Où sont toutes les femmes dans la politique nigériane ?

Où sont toutes les femmes dans la politique nigériane ?

A young Nigerian girl walks past election posters, some showing the winning presidential candidate Muhammadu Buhari, in Kaduna, Nigeria on 30 March 2015. In Nigeria, women are battling for equal representation and participation in the political sphere.

(AP/Jerome Delay)

Oser se lancer dans l’arène de la politique nigériane, dominée par les hommes, de surcroît dans l’État conservateur de Borno, dans le nord-est du pays, a été une décision difficile pour Ladi Mamman Watila. Toujours est-il qu’en 2003, Mme Watila a présenté sa candidature à la Chambre des représentants (la chambre basse de l’Assemblée nationale du Nigéria), au nom du All Nigeria People’s Party. La plupart de ses rivaux étaient des hommes, qui considéraient que sa place était dans la cuisine plutôt que dans le tumulte de la politique nationale.

« Ils m’ont traitée de prostituée », a-t-elle confié à Equal Times. « L’acceptabilité constituait un problème majeur car dans le nord-est du Nigéria, les femmes sont là pour être vues, mais pas entendues. »

C’est sans surprise qu’elle a été battue aux élections par le fils d’un chef local. Ça, c’était il y a 15 ans, cependant pas grand-chose n’a changé pour les femmes comme Ladi Mamman Watila, qui se battent pour l’égalité de représentation et de participation dans le domaine politique.

Cinq élections générales ont eu lieu au Nigéria depuis 1999, année qui marqua le retour du pays à la gouvernance démocratique au terme de longues années de dictature militaire. Depuis lors, toutefois, seule une poignée de femmes ont occupé des fonctions officielles. En 2003, seulement 3 % des personnes élues à des fonctions officielles étaient des femmes. En 2007, ce chiffre a augmenté à approximativement 7 %, avant de redescendre à 5,6 % en 2015.

À l’heure actuelle, sept députés seulement sur 109 au Sénat (la Chambre haute de l’Assemblée) sont des femmes. Aucune femme n’a jamais été élue gouverneur d’aucun des 36 États du Nigéria depuis l’indépendance du Nigéria du règne colonial britannique en 1960.

Cette situation est d’autant plus étonnante que le Nigéria est le pays le plus peuplé d’Afrique et que dans d’autres pays du continent africain, des progrès considérables ont été accomplis dans ce domaine. À titre d’exemple, quatre des 10 pays en tête du classement mondial en termes de représentation des femmes au parlement se trouvent en Afrique subsaharienne (Rwanda, Seychelles, Sénégal et Afrique du Sud), selon une étude récente du Policy and Legal Advocacy Centre (PLAC) du Nigéria, intitulée, en anglais, Women’s Political Representation in Nigeria. Or les efforts visant à accroître la participation des femmes à la vie politique, la vie publique et l’élaboration des politiques au Nigéria ont jusqu’ici livré des gains négligeables au niveau local, provincial et fédéral.
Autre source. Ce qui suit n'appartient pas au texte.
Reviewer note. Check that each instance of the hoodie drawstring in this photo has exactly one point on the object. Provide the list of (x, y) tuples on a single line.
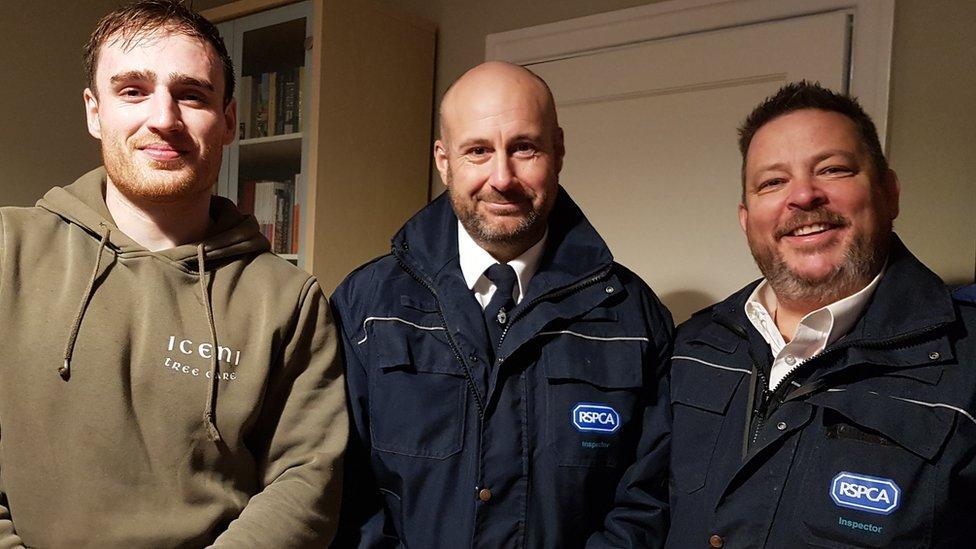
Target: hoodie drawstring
[(69, 347), (211, 411)]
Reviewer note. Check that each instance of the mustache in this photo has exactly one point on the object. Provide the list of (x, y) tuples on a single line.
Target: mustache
[(150, 140), (811, 217), (514, 193)]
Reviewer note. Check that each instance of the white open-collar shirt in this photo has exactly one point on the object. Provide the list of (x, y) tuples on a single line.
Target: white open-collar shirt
[(815, 331), (475, 260)]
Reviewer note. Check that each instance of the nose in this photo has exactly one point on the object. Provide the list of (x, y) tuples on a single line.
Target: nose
[(806, 193), (502, 174), (165, 116)]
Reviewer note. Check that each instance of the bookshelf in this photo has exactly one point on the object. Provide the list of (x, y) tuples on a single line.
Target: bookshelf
[(335, 101)]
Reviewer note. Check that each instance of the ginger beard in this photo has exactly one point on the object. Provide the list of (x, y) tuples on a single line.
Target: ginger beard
[(862, 260), (160, 115), (158, 181)]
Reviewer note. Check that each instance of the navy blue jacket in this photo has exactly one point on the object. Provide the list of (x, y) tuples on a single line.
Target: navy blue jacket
[(539, 449), (869, 444)]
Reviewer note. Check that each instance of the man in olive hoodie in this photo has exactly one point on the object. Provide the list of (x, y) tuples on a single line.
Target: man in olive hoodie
[(165, 381)]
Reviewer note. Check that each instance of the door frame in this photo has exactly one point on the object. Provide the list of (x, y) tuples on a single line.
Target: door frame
[(873, 27)]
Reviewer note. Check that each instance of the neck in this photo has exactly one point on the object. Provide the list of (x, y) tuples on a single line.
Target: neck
[(789, 313), (159, 226)]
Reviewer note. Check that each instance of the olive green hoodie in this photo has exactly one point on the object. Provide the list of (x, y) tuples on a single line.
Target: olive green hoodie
[(161, 399)]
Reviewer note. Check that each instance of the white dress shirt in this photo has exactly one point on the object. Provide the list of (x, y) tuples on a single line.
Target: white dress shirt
[(474, 260), (815, 331)]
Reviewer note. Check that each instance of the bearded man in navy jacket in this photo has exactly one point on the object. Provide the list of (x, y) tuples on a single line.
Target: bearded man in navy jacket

Les causes de cette sous-représentation

Les causes de la sous-représentation des femmes dans la politique nigériane sont multiples. Bien que les femmes nigérianes aient connu des avancées notables sur le plan socio-économique; des structures patriarcales continuent de freiner tout progrès du discours féministe et de la cause féminine. Ceci est particulièrement manifeste à travers le prisme de la religion. Le Nigéria est un État multiconfessionnel dont la population de 198 millions d’habitants est répartie pratiquement à parts égales entre Chrétiens et Musulmans. Toutefois, des interprétations conservatrices de ces deux religions font qu’à l’heure d’accéder aux coulisses du monde politique au Nigéria, les femmes se heurtent à des obstacles à la fois culturels et religieux.

Aminat Aji, femme politique de l’État de Kano, dans le nord du Nigéria, a dû braver cet obstacle religieux lorsqu’elle a déclaré son intention de poser sa candidature au Sénat, en 2003, pour le People’s Democratic Party (PDP). Mme Aji était conseillère de la désormais défunte Kudirat Abiola, célèbre militante des droits des femmes et épouse de MKO Abiola, vainqueur des tristement célèbres présidentielles du 12 juin 1993, subséquemment annulées.

D’après Mme Aji, malgré le soutien de sa famille, elle s’affrontait toujours à une opposition farouche des politiciens du sexe masculin. «Ils affirmaient qu’une Musulmane n’avait pas sa place en politique. J’ai essayé de dissiper le malentendu. J’ai expliqué que ma seule intention était de les représenter. Mais ils ont retiré mes affiches électorales. J’ai perdu aux élections. »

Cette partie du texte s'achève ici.